Introduction to Files

An Expected Failure

This program is supposed to count the number of times that People occurs in the declaration-of-independence.txt file:

f = open("declaration-of-independence.txt")
people_count = f.count("People")
print("People occurs {people_count} times.")

There’s a bug in our code though!

Try to figure out what’s going on and see if you can fix it.

Hint

Strings have a count method but that f variable doesn’t point to a string.

What type of object does f point to? And what methods and attributes does that f object have?

You may want to use the built-in breakpoint and help functions.

Reading Files

Up to now the only ways we’ve used large portions of data in our code is to put it directly into the code.

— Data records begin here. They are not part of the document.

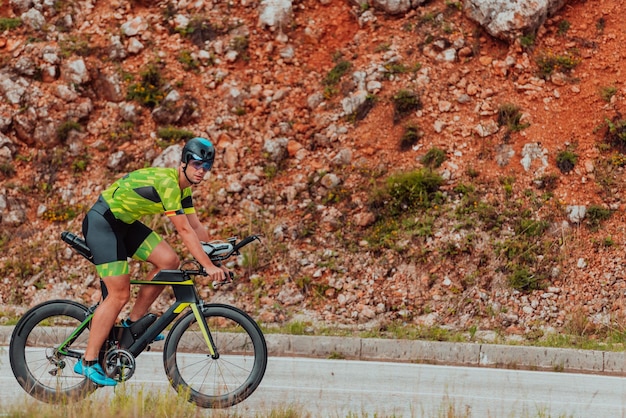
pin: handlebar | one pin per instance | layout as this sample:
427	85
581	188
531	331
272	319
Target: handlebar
217	251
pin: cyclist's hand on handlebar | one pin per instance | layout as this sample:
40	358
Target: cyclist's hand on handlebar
227	275
214	273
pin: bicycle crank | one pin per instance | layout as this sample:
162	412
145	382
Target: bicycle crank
119	364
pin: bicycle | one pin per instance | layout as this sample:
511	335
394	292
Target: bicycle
214	354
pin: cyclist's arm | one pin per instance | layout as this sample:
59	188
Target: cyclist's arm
192	242
197	226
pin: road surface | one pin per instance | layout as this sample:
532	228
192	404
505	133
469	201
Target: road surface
356	388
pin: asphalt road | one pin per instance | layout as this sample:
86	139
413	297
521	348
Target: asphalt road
335	388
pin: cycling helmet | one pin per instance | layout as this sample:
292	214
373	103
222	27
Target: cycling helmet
199	149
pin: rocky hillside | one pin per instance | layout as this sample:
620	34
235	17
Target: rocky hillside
420	165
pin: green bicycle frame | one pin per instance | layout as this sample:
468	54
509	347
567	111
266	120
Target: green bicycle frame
186	296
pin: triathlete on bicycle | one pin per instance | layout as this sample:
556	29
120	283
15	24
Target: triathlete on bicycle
114	233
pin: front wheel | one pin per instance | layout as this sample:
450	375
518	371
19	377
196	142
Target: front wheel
216	382
44	371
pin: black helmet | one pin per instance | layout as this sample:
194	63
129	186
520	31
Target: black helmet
198	149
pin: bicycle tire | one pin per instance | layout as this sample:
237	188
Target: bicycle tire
242	357
42	372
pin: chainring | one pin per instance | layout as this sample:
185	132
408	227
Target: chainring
119	364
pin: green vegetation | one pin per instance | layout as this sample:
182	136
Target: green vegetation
338	71
405	102
186	59
510	115
596	215
75	45
81	163
199	31
9	23
62	212
549	63
434	157
616	132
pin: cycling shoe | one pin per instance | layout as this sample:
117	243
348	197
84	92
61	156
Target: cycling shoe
94	373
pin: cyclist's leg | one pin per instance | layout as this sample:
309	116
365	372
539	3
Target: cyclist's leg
105	235
159	253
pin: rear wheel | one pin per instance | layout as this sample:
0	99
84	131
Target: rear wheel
216	382
39	367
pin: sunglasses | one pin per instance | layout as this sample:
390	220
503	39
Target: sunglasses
201	165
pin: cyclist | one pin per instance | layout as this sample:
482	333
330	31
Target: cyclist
113	232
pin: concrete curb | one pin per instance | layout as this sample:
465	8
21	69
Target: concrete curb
435	352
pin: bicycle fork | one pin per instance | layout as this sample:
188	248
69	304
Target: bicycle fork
206	332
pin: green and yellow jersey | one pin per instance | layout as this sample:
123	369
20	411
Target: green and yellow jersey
148	191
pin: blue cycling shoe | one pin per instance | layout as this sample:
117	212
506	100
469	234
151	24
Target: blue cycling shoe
126	323
94	373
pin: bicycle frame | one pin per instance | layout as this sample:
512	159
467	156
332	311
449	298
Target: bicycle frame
186	296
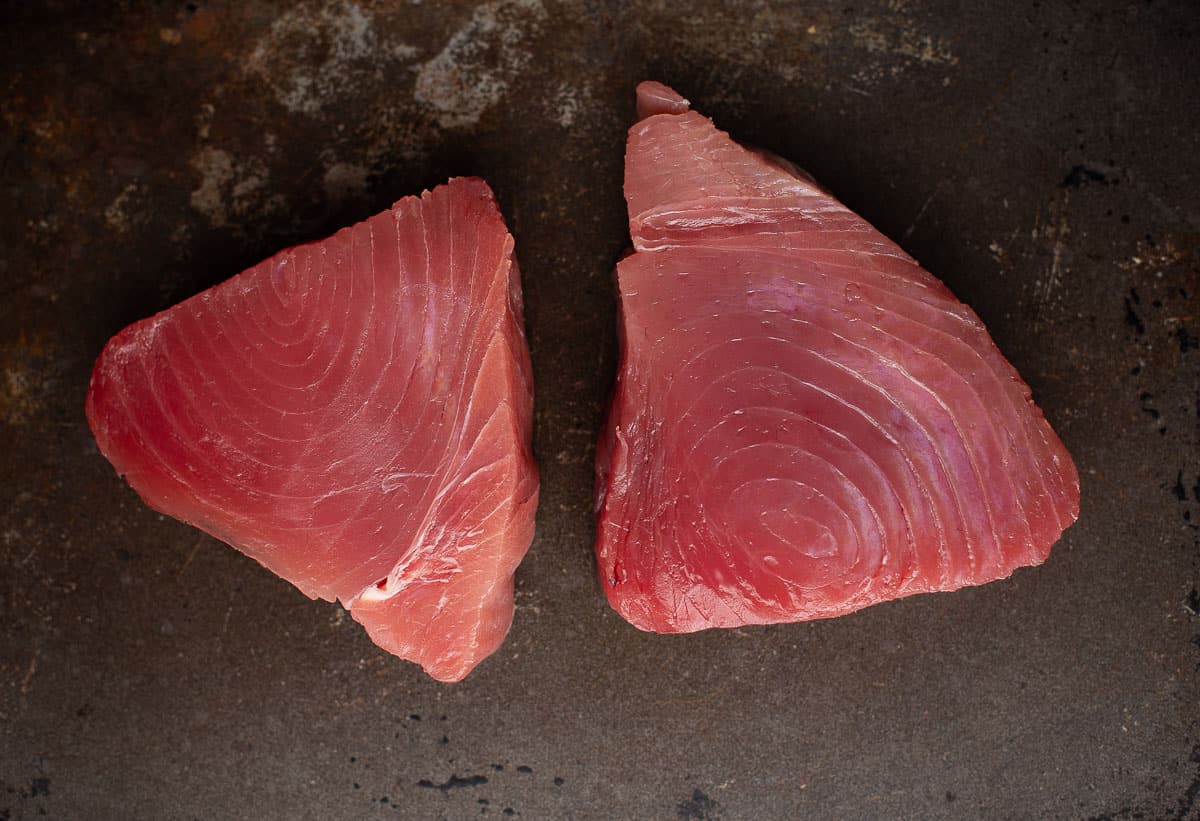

Let’s learn how to read data from files.

Let’s read from the file declaration-of-independence.txt.

>>> declaration_file = open('declaration-of-independence.txt')
>>> contents = declaration_file.read()
>>> declaration_file.close()
>>> len(contents)
8190

First we open the file, then we read the contents of the file and print them out, then we close the file.

Let’s make a program file_stats.py that will read from a file and gives us statistics on the text in a given file.

import sys


def print_file_stats(filename):
    stat_file = open(filename)
    contents = stat_file.read()
    stat_file.close()
    word_count = len(contents.split())
    print(f"Number of Words: {word_count}")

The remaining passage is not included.